DR. FARQUHARSON (Aberdeenshire, W.)

I beg to ask the First Lord of the Treasury whether his attention has been directed to a fire which took place on 30th May in the corner of the block of buildings in 12, Pall Mall East, adjoining the National Gallery; and whether, seeing that Block B, the south end of St. George's Barracks, forming the canteen, and presumably containing combustible material, absolutely abuts upon the wall of the Great Gallery containing Turner's pictures; chat the gable wall of this canteen is only 18 inches thick and has a chimney flue running up it, apparently built into the walls of the National Gallery itself; also that the back windows of the gallery are at right angles to those of the canteen, and, as they are only some six or eight feet from the latter, in the case of the canteen catching fire and the wind blowing from the north, it would be almost impossible to prevent the flames being driven into the windows of the gallery; and also that no precaution could prevent damage to the national collection from flames, sparks, smoke, or heating of the party wall, he will consider the desirability of cutting off the building containing our priceless national collection from the barracks on the one hand and the group of inflammable shops on the other.
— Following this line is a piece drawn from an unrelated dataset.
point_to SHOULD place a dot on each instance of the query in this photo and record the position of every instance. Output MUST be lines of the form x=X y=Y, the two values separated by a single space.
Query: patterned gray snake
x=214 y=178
The fire which occurred on the 30th May last in premises adjacent to the National Gallery tested the arrangements hitherto made for the protection of the gallery against fire, and the result was in the main satisfactory. In the opinion of Her Majesty's Government the risk at the present time is slight, but in order to reduce it to a minimum, negotiations have been commenced with the owners of the adjacent property with a view to the isolation of the western end of the National Gallery. Should these negotiations fail, which I hope may not be the case, Parliament will be asked in the usual manner to furnish powers to the Government for the immediate acquisition of the property in question. I do not know whether after this the hon. Member for West Aberdeenshire requires me to give the answer prepared to his question to the First Lord of the Treasury.


If the right hon. Gentleman has any further information I shall be glad to hear it.


The second paragraph of the question of the hon. Member for West Aberdeenshire is apparently taken en bloc from the file of the Daily Graphic, of 6th June, 1895, which I have with me. This statement is out of date and consequently inaccurate. I have already on more than one occasion explained to the hon. Member in the House that Block B of St. George's Barracks is not in actual contact (save by a screen wall) with the wall of the National Gallery; and that the canteen has boon removed to the other end of the barracks. The statement with regard to the position of the chimney flue and the gallery windows is not correct — the flue being part of the National Gallery and not of the barracks, and, further, is not in use. The House will recollect that the barracks will be removed as soon as those now in course of construction at Millbank are completed, and further, that the Government last year purchased a large block of property in St. Martin's Street, which has since been cleared.